The reality of the network effect is that it often leads to a winner take all scenario. Cryptocurrencies are, after all, networks. If there is going to be a single winner in the crypto world, it is very obviously Bitcoin.
The main question here would be what sort of networks will be built on top of Bitcoin and whether people will want to use them over the purpose-built blockchains. Will Lightning just handle transactions, or will applications be developed on it? Or will other networks built on Bitcoin allow things like DeFi and NFTs to flourish? Time will tell.

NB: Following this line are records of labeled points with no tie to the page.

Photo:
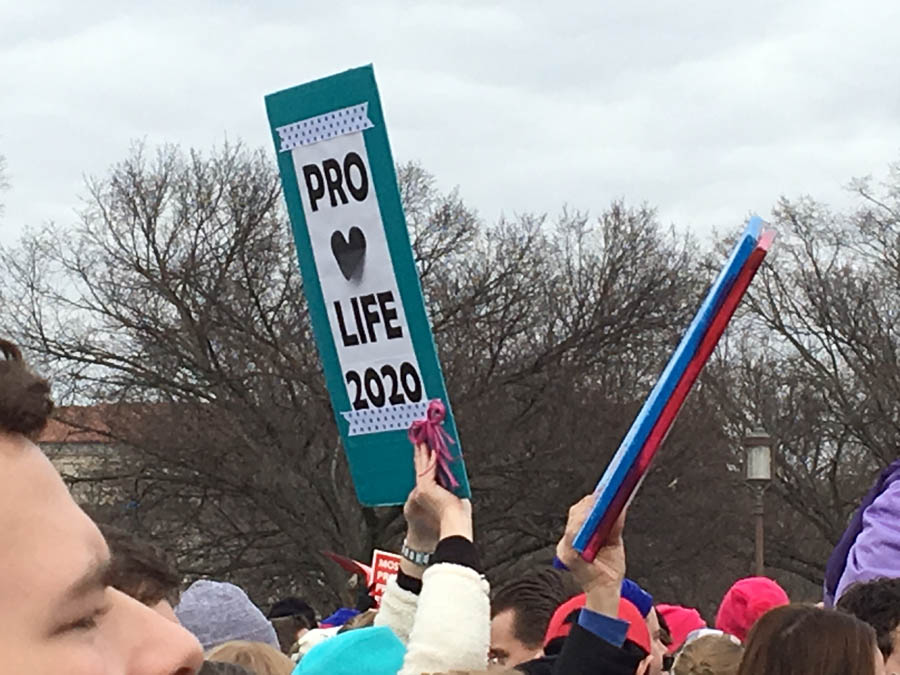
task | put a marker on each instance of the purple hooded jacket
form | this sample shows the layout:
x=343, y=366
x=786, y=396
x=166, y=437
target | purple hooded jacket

Presumably, if more networks besides Lightning need to be built on Bitcoin, then the actual user-facing applications would be built agnostically of these networks. In this way, applications would have the ability to interact with all of them under the hood seamlessly, much in the way interoperable blockchains allow for in a multi-chain world. From what I understand, applications should be able to be built on Lightning (or Bitcoin itself, but it’d be less efficient) after the Taproot upgrade, but NFTs would need another type of network purpose-built for that.
Conclusion
The crypto space is still experimental and evolving. The only two things we can say for sure are that Bitcoin is becoming money for the world, and the smart contract space is becoming the digital services space of the future.
There are three most likely scenarios for how this plays out. Bitcoin and Ethereum each continue to dominate their respective halves of the crypto space. Or the smart contract space becomes multi-chain, and there are numerous winners with interoperable-focused blockchains likely providing the glue for them all to work seamlessly together. Or the nature of network effects and Bitcoin’s status as money for the outside world, along with future Bitcoin upgrades, allow it to take over everything and we are eventually living in the one-chain world of Bitcoin.

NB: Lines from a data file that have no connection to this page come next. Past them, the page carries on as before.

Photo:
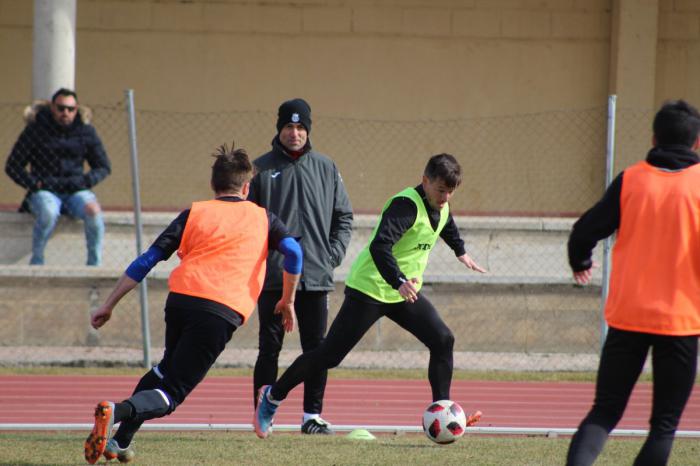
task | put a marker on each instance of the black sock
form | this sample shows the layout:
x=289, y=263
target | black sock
x=123, y=411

Honestly, it could play out in either of these scenarios. It’s impossible to know right now.
I think the next two years will be very telling for the smart contract platform space. Ethereum upgrades to Eth2 next year, and we will see the newcomers ramp up their application networks. By 2024 I think we’ll know whether Ethereum will continue to dominate the other platforms or if the smart contract space will be multi-chain.
It’ll take longer to see if the one-chain-to-rule-them-all scenario is starting to play out. Bitcoin will likely take a few years to get much of a network of applications running on it. But by the end of this decade, I think we’ll either see Bitcoin eating into the smart contract platform space, or we’ll see that users have preferred to stick with the custom-built application platforms, and Bitcoin just remains the future of money for the world.